Weather Girls by Marylou Fusco

 

Marylou Fusco's work has appeared in RumbleThe Best of Philadelphia Stories anthology and recently won So to Speak's fiction contest. She lives and teaches in Philadelphia where she is finishing her first novel.

You were the girl with the good head on her shoulders, the good sport, the good pal. You spent entire classes chewing the ends of your hair, tasting styling gel while recalling chorus practice, the quaver in your voice on that final high note.

Then during U.S. History, in the midst of Mr. Weller’s drone about Andrew Jackson, you looked out the window and watched Meredith Durmont dash through the south parking lot during a hailstorm. Meredith’s hair whipping against her face, the side of her neck. If you didn’t know any better, you would have said that Meredith was responsible for the atmospheric drafts that froze the droplets of water and turned them into hail.

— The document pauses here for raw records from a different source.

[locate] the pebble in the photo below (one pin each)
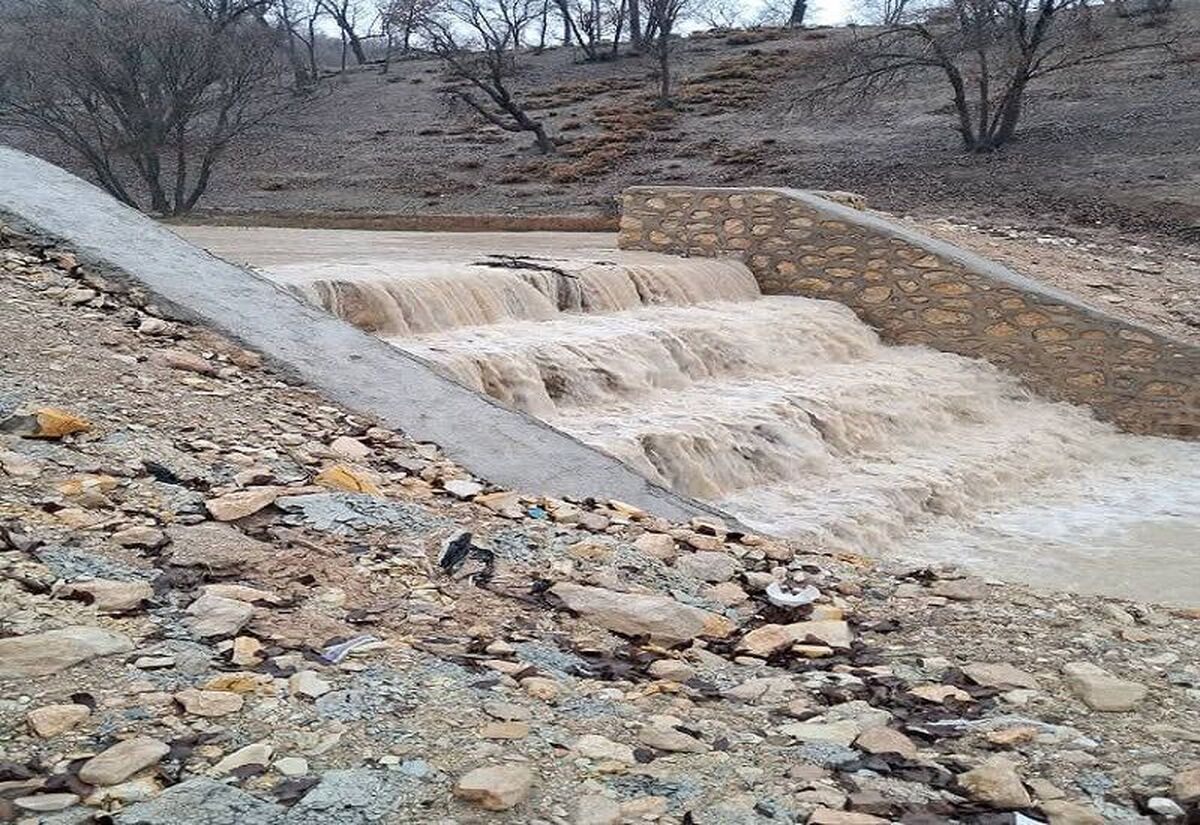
(671, 740)
(41, 654)
(886, 740)
(595, 810)
(123, 760)
(216, 615)
(53, 720)
(1186, 784)
(309, 684)
(259, 753)
(996, 784)
(496, 788)
(600, 748)
(46, 802)
(292, 765)
(209, 703)
(1102, 691)
(660, 618)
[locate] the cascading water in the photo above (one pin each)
(786, 411)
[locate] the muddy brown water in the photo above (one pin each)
(786, 411)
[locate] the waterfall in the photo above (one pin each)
(786, 411)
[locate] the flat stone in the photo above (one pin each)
(663, 619)
(707, 566)
(47, 422)
(310, 684)
(496, 788)
(513, 730)
(1101, 690)
(940, 693)
(349, 447)
(141, 536)
(1061, 812)
(111, 596)
(996, 784)
(886, 740)
(833, 817)
(209, 703)
(1001, 675)
(178, 359)
(232, 506)
(960, 590)
(292, 765)
(671, 669)
(46, 802)
(214, 615)
(671, 740)
(508, 711)
(123, 760)
(763, 691)
(217, 547)
(600, 748)
(462, 488)
(259, 753)
(202, 801)
(657, 545)
(595, 810)
(838, 733)
(1186, 784)
(42, 654)
(771, 639)
(53, 720)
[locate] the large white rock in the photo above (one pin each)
(660, 618)
(41, 654)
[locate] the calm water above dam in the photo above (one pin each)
(785, 411)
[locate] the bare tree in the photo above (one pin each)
(883, 12)
(400, 20)
(989, 52)
(149, 95)
(595, 25)
(478, 40)
(660, 20)
(299, 19)
(345, 14)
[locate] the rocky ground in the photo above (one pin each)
(223, 598)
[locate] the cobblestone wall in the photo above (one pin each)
(917, 290)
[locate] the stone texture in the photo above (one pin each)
(123, 760)
(215, 615)
(111, 596)
(1101, 690)
(663, 619)
(496, 788)
(996, 784)
(772, 638)
(1000, 675)
(40, 654)
(53, 720)
(917, 290)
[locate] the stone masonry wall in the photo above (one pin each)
(918, 290)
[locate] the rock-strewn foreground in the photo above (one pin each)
(223, 600)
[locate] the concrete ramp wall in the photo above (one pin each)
(918, 290)
(348, 366)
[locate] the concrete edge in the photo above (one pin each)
(346, 365)
(971, 260)
(399, 221)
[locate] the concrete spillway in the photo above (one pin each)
(786, 411)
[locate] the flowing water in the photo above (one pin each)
(785, 411)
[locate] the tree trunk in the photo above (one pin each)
(799, 8)
(635, 25)
(665, 67)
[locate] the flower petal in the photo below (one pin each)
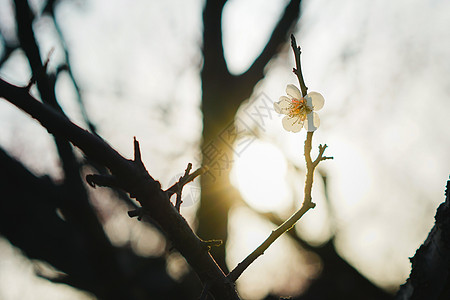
(293, 124)
(293, 91)
(317, 100)
(312, 122)
(282, 106)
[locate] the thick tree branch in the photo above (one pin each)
(136, 180)
(430, 273)
(213, 54)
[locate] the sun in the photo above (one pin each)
(260, 175)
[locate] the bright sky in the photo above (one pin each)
(381, 68)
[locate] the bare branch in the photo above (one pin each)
(298, 69)
(135, 180)
(307, 201)
(278, 37)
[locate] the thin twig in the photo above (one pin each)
(298, 69)
(307, 201)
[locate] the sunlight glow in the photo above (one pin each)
(259, 174)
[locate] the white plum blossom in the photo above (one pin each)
(299, 110)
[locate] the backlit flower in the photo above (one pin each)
(299, 111)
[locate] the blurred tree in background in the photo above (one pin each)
(58, 222)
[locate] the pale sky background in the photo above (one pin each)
(382, 67)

She blanked out the entire sky with the tilt of her head and announced her arrival (late! late again!) to first period.

Funny how certain images looped through your brain over and over. Meredith holding a flimsy blue folder over her head while hail the size of golf balls dented the upperclassmen’s cars. The rush of blood under Meredith’s skin that colored her cheeks and neck. Her book bag pulling down her blouse to reveal the polished rise of her shoulder.

But then the sun broke through the skim of gray clouds and the hail stopped all at once. No matter. The damage was already done.

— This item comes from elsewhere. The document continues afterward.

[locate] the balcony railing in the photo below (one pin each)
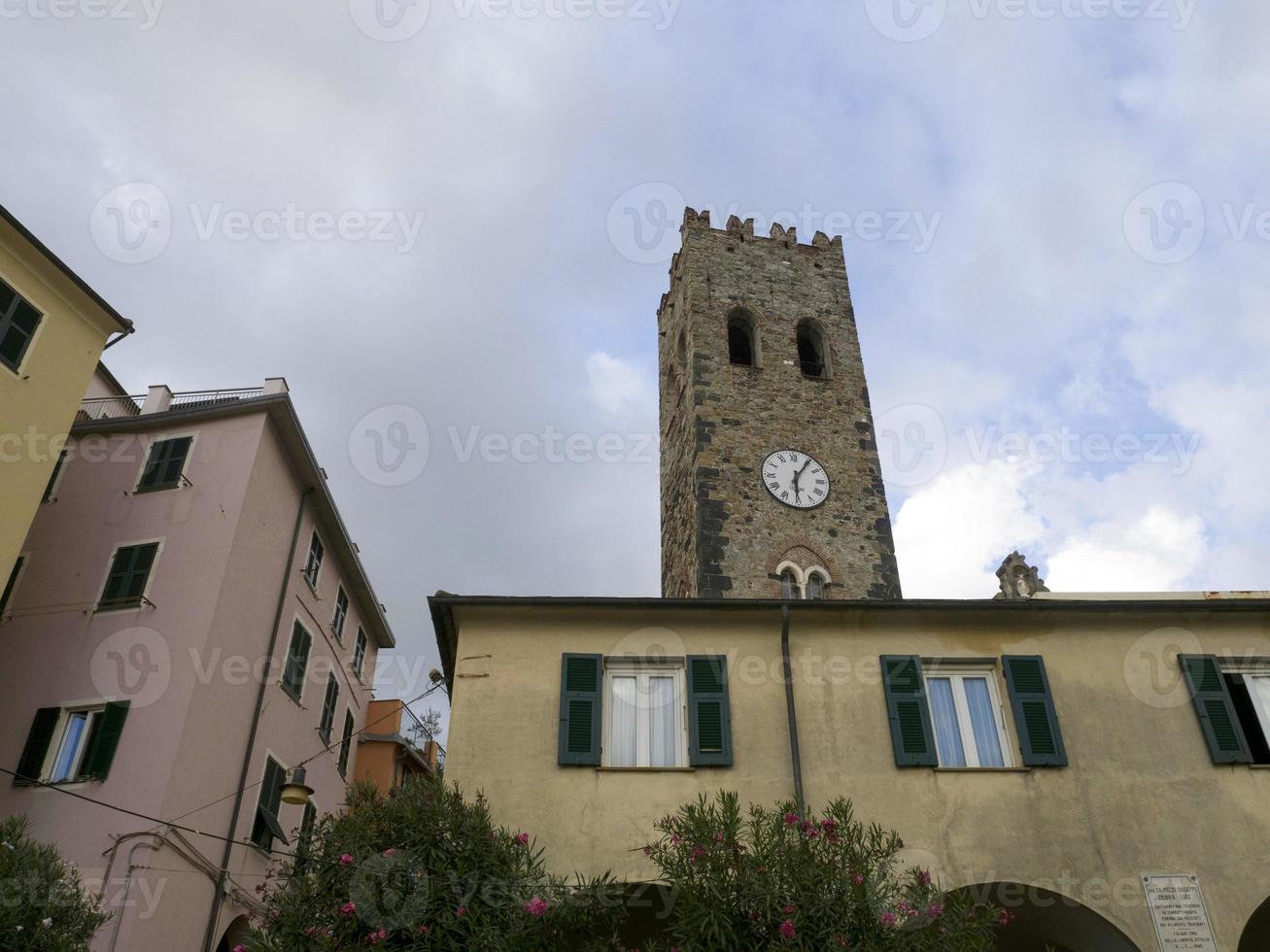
(110, 408)
(417, 736)
(117, 406)
(210, 397)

The insurance people call these things Acts of God.

It was no act of God that caused the high school’s north annex to nearly burn down last spring. It was Meredith’s carelessness over a pot of marinara during cooking class that started a grease fire. The sauce bubbling then blazing with a keen heart of flames and basil. After everyone was evacuated from the building, Meredith sat on the curb with the cooking teacher and watched the tendrils of smoke escape from the windows. The teacher said something to Meredith who just shrugged and scratched her knee.

None of this was Meredith’s fault. Certain people, certain places attract disasters. Remember when you were eight years old? A small commercial plane got caught in a bad thunderstorm and had to make an emergency landing in the fields by the old Wagner’s dairy barn. The pilot was badly injured; the six or seven other people in the plane were dazed and scared but okay. Then the plane caught fire and one of the passengers, a young man, started pulling people from their seats and leading them outside. He went back inside the burning plane again and again to make sure everyone was out, and he carried the injured pilot to safety.

Your father said it was a low-pressure system that hovered over the town, bursts of freak air currents that attracted severe weather. He pulled out a yellowed map and pointed out the inactive fault line that cut through the center of town. There was your house right in the middle of a flood zone, a scooped out basin ripe for eventual disaster.

“What should we do?” you asked.

“Do? We can’t do anything,” he said. “We just have to be ready.”

So on weekends, after school, you began pulling on your hiking boots and staking out the town. You went through the woods and hills searching for high ground in case you got caught in a flash flood. When it rained, the creek in your backyard swelled and slid belly up towards the house. You tracked the rise of the water along the side of the shed. After the water receded, you crouched on your heels and examined the dirty marks the water left, each mark higher than the last time.

You were just a baby the last time your family had to be evacuated from your home. All you have are your mother’s reconstructed memories of frantically throwing formula and diapers into a bag and of the rescuers. The rescuers arriving in boats, jolly in their bright orange life jackets. Your mother said you screamed the whole time in the boat. You screamed all the way to safety.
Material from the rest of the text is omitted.